Use the function `collect()` at the end of a chain of dplyr functions to bring the resulting data into R.

## NEW: Cloud-based workflow

It is now possible to access data directly from NEON's cloud storage system without downloading. (Note: this still must ping the NEON API to obtain the most recent list of files, and this list is subject to rate limits). Like the local database approach, this strategy works for larger-than-RAM data, and can be substantially faster than downloading. However, if you work frequently with the same data products and have ample disk space available, you will find the one-time wait for downloading to be faster.

```{r}
brd <- neon_cloud("brd_countdata", product="DP1.10003.001")

brd |>
distinct(siteID, scientificName) |>
count(siteID, sort=TRUE) |>
collect()
```

## Note on API limits

If `neon_download()` exceeds the API request limit (with or without the token),
`neonstore` will simply pause for the required amount of time to avoid
rate-limit-based errors.

[The NEON API now rate-limits requests.](https://data.neonscience.org/data-api/rate-limiting/#api-tokens).
Using a personal token will increase the number of requests you can make before
encountering this delay. See link for directions on registering for a token.
Then pass this token in `.token` argument of `neon_download()`,
or for frequent use, add this token as an environmental variable, `NEON_DATA`
to your local `.Renviron` file in your user's home directory.
`neon_download()` must first query each the API of each NEON site which collects
that product, for each month the product is collected.

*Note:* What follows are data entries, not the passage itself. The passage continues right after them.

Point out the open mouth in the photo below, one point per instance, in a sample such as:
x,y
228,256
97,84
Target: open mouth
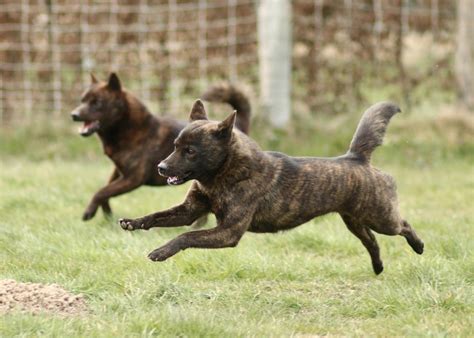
x,y
176,180
89,128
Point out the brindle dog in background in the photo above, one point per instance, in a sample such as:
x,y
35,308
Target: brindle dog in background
x,y
134,139
251,190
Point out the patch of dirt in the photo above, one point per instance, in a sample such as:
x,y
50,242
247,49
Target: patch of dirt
x,y
36,298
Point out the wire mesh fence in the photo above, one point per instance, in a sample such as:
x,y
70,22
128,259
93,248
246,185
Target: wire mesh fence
x,y
165,50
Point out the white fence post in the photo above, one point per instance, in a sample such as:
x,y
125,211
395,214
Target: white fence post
x,y
274,50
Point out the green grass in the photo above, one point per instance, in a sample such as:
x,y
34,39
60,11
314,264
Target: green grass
x,y
316,279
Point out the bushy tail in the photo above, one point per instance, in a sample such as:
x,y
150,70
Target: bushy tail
x,y
226,93
371,129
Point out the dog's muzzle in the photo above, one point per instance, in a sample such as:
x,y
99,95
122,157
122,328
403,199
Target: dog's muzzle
x,y
75,116
162,169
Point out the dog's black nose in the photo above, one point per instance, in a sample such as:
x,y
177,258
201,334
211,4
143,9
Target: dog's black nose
x,y
75,116
162,168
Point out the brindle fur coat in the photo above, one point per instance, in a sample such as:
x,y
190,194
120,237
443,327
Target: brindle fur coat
x,y
260,191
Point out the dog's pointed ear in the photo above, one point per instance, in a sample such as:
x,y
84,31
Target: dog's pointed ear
x,y
197,112
94,79
114,82
224,128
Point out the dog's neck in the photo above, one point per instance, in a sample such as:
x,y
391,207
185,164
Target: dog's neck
x,y
237,165
135,117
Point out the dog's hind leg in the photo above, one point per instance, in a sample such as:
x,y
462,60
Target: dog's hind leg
x,y
413,240
368,240
200,222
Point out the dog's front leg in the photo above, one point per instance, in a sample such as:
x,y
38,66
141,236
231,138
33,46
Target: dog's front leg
x,y
194,206
105,204
117,187
226,234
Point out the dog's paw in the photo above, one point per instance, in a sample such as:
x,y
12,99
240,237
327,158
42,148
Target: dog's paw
x,y
419,247
130,224
161,254
88,214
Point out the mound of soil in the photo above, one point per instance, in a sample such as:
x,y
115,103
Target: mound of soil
x,y
36,298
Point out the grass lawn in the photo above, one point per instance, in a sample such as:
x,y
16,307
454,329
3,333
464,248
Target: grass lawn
x,y
314,280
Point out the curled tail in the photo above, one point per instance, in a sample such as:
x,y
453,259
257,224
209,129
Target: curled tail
x,y
226,93
371,129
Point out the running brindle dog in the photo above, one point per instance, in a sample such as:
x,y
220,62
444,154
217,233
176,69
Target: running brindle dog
x,y
133,138
251,190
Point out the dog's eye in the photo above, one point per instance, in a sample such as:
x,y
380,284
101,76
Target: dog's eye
x,y
189,150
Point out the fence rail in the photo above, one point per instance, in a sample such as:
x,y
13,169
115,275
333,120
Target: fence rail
x,y
169,50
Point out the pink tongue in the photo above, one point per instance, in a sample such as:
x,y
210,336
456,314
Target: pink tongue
x,y
86,126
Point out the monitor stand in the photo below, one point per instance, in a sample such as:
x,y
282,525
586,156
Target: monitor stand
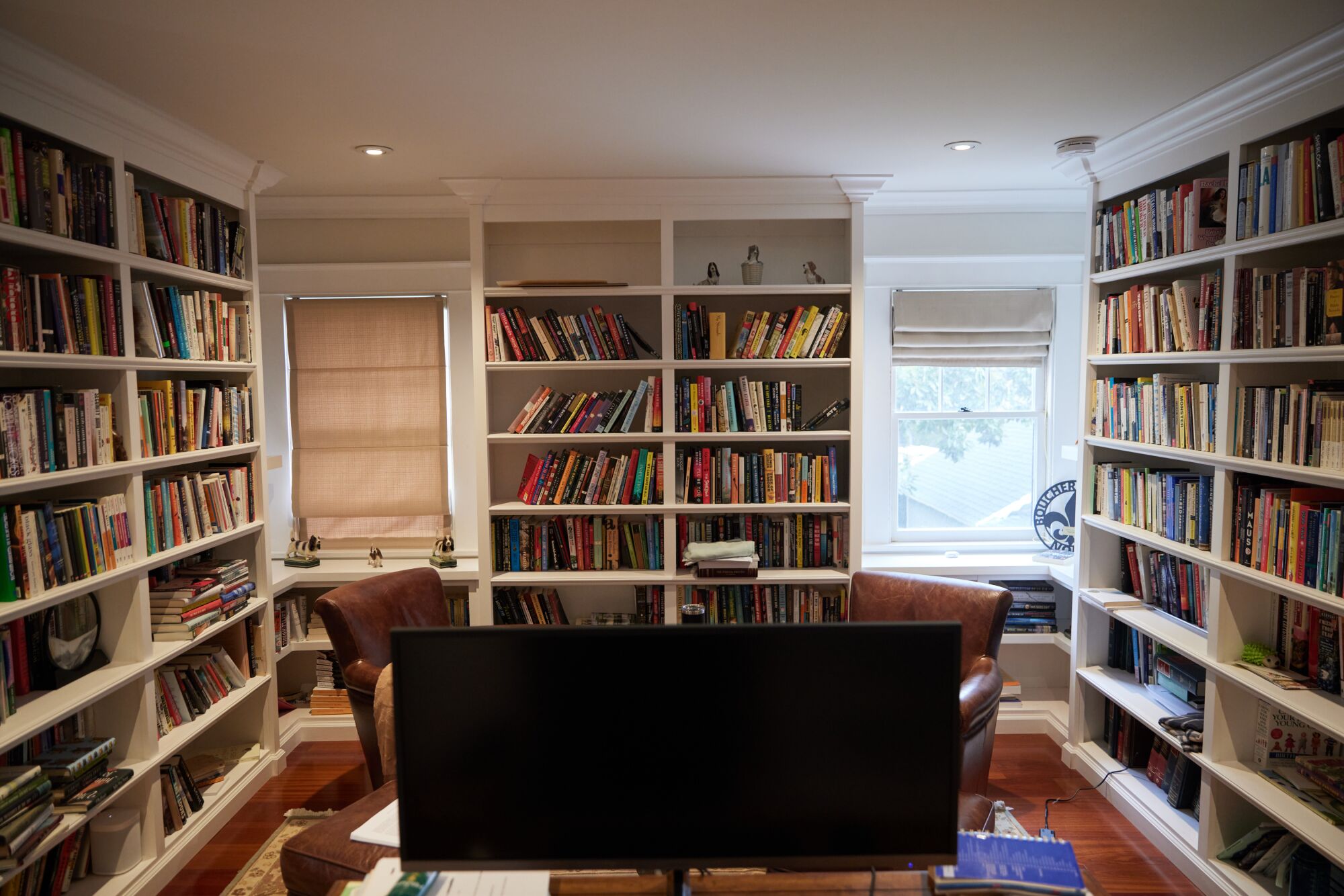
x,y
678,883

(It would be much more efficient on the NEON server if the API could take
queries of the from `/data//`, and pool the results, rather than
require each month of sampling separately!)

```{r include=FALSE}
unlink("my_neondata.zip")
unlink("index.csv")
Sys.unsetenv("NEONSTORE_HOME")
Sys.unsetenv("NEONSTORE_DB")
```

## Non-stacking files and low-level interface

At it's core, `neonstore` is simply a mechanism to download files from the NEON API.
While the `.csv` files from the Observation Systems (OS, e.g. bird count surveys),
and Instrument Systems (e.g. aquatic sensors) are typically stacked into large
tables, other products, such as the `.laz` and `.tif` images produced by the
airborne observation platform (AOP) sensors such as LIDAR and cameras still
require the user to work directly with the downloaded files returned
by `neon_index()`. Note that the local database can process Eddy Covariance
data (h5 files), but at present this does not work with `neon_cloud()`.